Plus - regardless of what diet you follow or your nutritional restrictions - there are a few key rules that apply across the board:
- Limit your alcohol intake.
- Don’t eat a huge meal right before a training session. This will weigh you down and inhibit your performance.
- Stick to as many whole foods as possible and stay away from processed foods.
Life is all about balance, but if you want to maximise your performance and progress then being self-disciplined when it comes to your diet is important.
#2 Skipping stretches post-training
So many athletes finish their training session and head straight out the door without stretching - big mistake! It may be the last thing you want to do after a gruelling session, but trust us when we say you’ll be grateful for it.

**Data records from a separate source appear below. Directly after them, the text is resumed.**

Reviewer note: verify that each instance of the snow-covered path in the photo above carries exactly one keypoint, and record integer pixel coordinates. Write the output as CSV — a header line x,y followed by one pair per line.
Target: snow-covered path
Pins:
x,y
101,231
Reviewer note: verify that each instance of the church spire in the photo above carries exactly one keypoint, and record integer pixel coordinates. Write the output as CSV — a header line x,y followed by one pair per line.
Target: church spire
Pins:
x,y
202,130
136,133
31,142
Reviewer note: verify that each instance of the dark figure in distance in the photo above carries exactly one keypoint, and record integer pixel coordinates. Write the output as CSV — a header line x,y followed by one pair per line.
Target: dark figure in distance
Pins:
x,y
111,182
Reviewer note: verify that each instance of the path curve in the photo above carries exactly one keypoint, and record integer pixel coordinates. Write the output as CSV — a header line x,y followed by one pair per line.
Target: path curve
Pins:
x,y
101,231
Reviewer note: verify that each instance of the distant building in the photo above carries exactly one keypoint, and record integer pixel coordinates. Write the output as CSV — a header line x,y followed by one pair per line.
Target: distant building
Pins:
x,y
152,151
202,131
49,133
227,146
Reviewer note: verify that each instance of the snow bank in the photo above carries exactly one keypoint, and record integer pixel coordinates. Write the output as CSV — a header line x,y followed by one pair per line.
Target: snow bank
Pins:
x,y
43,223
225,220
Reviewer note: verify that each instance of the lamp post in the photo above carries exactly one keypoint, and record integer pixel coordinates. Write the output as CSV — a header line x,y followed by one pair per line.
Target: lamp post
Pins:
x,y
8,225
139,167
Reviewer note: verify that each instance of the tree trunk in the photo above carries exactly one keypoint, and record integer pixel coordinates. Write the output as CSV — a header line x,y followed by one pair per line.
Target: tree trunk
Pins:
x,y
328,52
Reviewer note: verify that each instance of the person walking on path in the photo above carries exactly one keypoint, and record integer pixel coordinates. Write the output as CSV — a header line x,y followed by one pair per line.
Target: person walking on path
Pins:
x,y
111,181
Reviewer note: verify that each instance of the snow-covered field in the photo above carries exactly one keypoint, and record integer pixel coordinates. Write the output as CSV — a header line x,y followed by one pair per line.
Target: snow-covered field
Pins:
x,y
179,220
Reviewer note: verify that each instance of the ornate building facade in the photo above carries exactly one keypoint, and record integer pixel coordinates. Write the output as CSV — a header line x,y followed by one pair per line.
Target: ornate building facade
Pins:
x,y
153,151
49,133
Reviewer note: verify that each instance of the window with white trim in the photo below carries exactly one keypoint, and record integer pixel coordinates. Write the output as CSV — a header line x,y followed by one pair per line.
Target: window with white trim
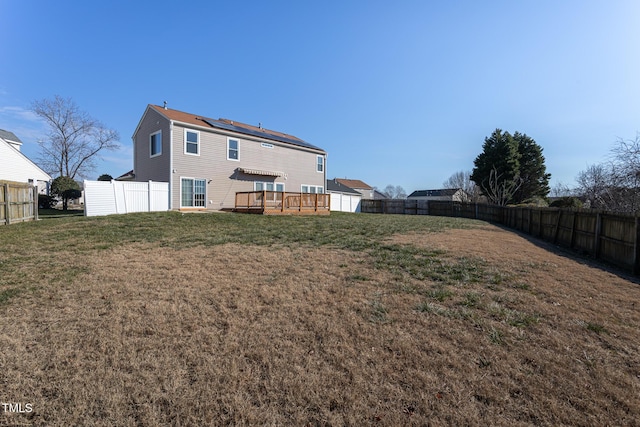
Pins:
x,y
191,142
315,189
193,192
155,144
233,149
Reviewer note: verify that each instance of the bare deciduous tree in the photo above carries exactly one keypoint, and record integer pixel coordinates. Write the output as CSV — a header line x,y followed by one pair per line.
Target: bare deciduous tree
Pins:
x,y
75,139
614,185
395,192
498,190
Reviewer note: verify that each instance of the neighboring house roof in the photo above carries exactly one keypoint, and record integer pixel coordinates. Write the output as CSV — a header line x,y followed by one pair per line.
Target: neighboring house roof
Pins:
x,y
336,186
354,183
126,176
435,193
231,125
15,166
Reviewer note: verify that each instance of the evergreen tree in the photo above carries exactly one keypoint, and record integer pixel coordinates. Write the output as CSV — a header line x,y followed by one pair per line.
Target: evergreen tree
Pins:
x,y
510,169
535,179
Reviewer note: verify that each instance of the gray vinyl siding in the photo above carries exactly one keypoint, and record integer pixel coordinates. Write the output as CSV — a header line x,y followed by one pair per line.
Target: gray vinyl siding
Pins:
x,y
222,175
146,167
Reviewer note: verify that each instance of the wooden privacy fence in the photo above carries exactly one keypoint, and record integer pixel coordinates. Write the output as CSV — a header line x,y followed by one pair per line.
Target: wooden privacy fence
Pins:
x,y
18,202
611,237
282,203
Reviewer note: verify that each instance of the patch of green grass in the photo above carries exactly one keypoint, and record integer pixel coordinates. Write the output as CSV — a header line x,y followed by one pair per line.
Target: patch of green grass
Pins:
x,y
439,293
595,327
496,336
378,311
512,317
471,299
7,294
66,236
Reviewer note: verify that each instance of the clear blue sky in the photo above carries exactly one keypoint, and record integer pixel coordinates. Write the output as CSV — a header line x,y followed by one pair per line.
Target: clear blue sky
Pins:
x,y
399,93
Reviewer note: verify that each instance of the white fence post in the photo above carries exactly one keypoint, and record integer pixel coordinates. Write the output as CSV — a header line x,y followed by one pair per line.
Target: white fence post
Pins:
x,y
116,197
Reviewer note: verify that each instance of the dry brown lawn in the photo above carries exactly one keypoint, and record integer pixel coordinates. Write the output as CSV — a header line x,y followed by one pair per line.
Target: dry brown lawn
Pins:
x,y
237,334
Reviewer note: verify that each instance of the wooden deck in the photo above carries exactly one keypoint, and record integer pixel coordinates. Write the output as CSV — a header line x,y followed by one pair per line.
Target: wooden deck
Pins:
x,y
282,203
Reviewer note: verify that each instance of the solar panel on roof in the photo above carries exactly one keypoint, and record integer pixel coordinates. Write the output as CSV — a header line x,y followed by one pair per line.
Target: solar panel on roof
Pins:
x,y
222,125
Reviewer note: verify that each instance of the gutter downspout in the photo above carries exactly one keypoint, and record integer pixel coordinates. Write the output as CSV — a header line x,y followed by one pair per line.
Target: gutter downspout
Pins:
x,y
170,164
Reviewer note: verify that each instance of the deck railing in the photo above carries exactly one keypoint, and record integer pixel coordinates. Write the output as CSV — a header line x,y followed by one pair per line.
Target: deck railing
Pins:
x,y
279,202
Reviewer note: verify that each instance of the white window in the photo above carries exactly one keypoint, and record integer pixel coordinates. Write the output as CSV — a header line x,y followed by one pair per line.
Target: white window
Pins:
x,y
193,192
191,142
312,189
233,149
155,144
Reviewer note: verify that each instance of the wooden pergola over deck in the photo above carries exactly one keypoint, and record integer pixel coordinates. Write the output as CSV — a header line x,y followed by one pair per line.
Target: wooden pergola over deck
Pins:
x,y
282,203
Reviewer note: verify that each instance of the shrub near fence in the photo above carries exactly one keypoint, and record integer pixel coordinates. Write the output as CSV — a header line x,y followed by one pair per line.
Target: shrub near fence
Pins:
x,y
611,237
18,202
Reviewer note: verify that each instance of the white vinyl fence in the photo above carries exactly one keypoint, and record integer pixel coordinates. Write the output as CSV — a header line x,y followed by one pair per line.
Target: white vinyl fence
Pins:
x,y
118,197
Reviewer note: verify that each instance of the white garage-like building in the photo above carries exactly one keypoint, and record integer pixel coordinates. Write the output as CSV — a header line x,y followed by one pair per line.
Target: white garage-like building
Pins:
x,y
343,198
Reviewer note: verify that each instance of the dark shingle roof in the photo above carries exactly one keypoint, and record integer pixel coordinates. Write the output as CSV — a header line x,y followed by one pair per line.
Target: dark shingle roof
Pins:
x,y
233,126
434,193
334,185
354,183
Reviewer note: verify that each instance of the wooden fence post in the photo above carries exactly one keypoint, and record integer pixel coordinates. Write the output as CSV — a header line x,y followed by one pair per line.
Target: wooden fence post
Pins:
x,y
596,237
636,248
7,202
555,233
36,203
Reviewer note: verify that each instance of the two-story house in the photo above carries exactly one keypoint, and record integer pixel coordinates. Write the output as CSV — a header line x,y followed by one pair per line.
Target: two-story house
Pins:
x,y
206,161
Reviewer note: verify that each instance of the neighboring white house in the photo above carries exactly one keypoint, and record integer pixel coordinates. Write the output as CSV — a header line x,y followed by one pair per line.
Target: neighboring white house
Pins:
x,y
447,194
206,161
15,166
343,198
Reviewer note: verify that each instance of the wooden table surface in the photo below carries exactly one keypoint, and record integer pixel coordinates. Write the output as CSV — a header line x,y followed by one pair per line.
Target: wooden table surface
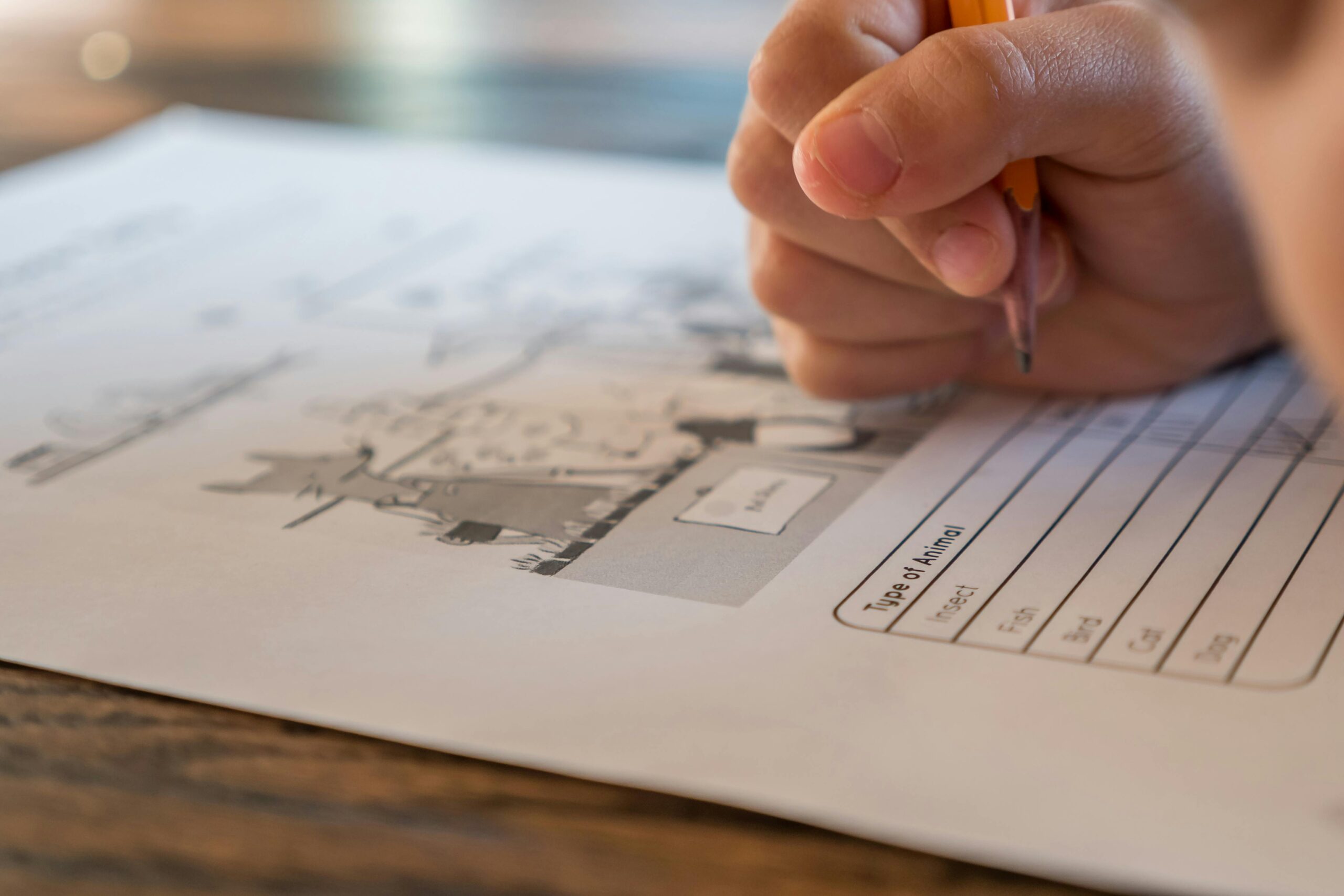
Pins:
x,y
109,792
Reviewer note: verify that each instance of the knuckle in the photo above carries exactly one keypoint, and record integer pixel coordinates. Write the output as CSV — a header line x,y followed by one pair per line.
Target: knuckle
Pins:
x,y
826,374
780,279
978,71
752,175
785,59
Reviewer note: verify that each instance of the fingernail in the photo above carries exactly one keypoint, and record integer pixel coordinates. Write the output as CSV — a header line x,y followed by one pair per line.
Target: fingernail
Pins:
x,y
859,154
963,254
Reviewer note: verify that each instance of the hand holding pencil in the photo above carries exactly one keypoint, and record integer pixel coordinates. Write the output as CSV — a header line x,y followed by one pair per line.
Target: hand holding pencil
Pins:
x,y
873,157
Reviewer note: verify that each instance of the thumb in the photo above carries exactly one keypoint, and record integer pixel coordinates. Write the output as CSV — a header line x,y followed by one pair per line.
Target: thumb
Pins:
x,y
1102,88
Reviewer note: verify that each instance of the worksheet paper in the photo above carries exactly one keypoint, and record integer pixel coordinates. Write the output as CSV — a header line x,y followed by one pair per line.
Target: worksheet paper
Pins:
x,y
488,450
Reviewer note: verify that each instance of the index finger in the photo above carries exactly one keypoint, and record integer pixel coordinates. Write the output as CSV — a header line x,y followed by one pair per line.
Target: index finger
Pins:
x,y
822,47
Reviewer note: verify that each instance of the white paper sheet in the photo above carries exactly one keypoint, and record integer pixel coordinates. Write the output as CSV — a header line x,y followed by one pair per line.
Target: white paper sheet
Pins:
x,y
488,450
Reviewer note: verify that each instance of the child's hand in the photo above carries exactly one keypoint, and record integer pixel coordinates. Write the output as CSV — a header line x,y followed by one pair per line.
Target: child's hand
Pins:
x,y
1147,269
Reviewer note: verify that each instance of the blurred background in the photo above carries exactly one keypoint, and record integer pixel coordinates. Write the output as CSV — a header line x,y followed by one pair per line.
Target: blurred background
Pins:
x,y
648,77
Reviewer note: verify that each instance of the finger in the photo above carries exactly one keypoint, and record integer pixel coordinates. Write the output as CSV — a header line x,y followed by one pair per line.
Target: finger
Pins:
x,y
838,303
844,371
761,174
1100,88
820,47
970,246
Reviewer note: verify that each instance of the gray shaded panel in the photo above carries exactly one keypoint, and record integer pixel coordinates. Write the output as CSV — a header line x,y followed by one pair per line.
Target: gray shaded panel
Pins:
x,y
649,551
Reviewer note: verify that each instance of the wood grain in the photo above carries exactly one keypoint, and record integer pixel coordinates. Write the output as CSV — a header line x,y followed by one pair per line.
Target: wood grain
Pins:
x,y
112,793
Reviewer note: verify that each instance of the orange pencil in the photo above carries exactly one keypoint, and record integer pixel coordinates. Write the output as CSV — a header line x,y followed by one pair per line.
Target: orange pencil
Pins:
x,y
1022,190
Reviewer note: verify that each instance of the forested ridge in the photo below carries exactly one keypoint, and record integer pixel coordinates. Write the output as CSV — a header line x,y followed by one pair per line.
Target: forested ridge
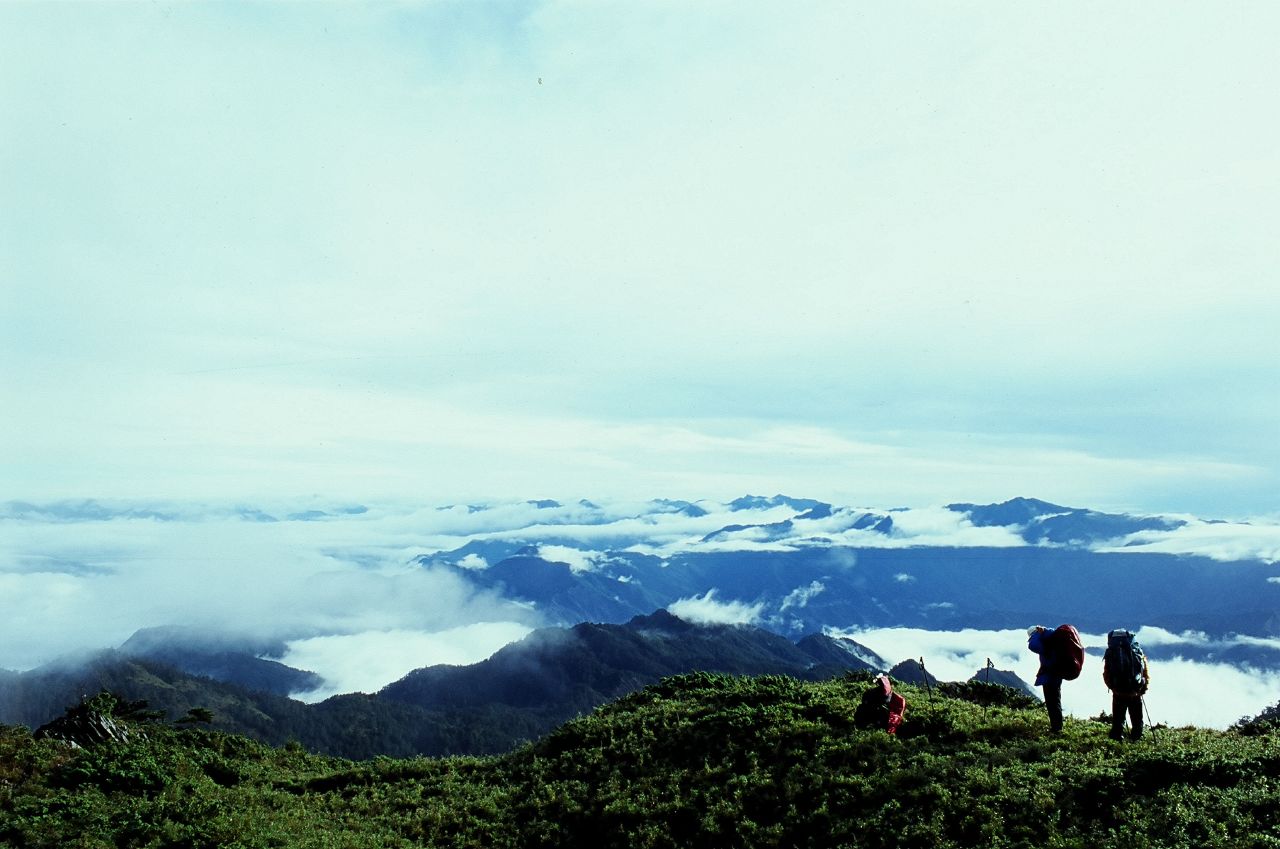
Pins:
x,y
694,761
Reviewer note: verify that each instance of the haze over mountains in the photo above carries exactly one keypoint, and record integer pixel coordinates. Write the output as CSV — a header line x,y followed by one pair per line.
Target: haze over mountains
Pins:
x,y
318,599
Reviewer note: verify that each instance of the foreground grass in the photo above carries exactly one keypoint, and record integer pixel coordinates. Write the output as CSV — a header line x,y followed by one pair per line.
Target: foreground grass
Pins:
x,y
694,761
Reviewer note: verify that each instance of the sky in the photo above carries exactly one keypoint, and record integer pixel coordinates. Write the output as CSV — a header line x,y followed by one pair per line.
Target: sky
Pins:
x,y
878,254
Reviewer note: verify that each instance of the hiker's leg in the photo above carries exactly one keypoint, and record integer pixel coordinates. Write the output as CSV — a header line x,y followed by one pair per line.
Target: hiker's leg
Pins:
x,y
1054,702
1118,710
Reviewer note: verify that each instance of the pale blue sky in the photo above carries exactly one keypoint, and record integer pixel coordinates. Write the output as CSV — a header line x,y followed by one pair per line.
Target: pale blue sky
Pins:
x,y
872,252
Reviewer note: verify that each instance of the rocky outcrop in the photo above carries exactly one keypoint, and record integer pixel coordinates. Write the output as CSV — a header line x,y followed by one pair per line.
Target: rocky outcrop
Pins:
x,y
83,726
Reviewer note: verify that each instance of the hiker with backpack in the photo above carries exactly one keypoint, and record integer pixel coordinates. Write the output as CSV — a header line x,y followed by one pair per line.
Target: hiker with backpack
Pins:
x,y
1125,672
881,707
1061,657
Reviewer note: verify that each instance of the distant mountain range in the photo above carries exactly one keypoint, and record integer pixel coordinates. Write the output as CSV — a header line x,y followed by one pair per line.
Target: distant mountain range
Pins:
x,y
520,693
752,585
800,566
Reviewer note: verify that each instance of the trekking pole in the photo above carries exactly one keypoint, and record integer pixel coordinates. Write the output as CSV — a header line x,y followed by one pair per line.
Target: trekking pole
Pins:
x,y
986,702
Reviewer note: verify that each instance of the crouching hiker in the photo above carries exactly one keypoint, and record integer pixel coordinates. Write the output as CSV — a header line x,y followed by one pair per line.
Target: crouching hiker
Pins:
x,y
1061,658
881,707
1124,670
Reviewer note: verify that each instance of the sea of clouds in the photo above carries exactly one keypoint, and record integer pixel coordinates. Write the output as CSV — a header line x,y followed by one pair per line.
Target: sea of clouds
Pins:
x,y
339,587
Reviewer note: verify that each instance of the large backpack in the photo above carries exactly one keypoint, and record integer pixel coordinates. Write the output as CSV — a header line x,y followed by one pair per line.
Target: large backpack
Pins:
x,y
1124,663
1066,652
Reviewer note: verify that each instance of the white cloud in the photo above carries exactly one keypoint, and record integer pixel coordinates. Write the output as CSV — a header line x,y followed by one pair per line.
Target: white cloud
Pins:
x,y
350,324
368,661
704,610
273,580
1255,539
474,561
801,596
576,560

Taking the time to properly cool down and stretch out tired muscles reduces muscle tension and will save you a world of pain later on. During intense exercise, the body pumps blood faster to the heart. Not only does stretching give you the chance to slow your heart rate, but it also stimulates blood circulation to the muscles and breaks the release of lactic acid, promoting muscle repair.
Not only will stretching post-training minimise muscle soreness but there are a whole range of additional benefits you can receive, including:
- Boosting energy levels: The brain releases endorphins as it cools down after strenuous exercise, which will leave you feeling energised and ready to take on the rest of your day.
- Enhancing range of motion: Stretching improves your flexibility, allowing your muscles to achieve a greater range of motion. This will enhance your progress and results as you’re able to use your muscles to their full capacity.
- Mental clarity: The goals of stretching are so often focused on redeeming the physical benefits, but it can be fantastic for the mind as well. Stretching can help clear your mind and relax your mood, as well as improving how attentive you are to your body.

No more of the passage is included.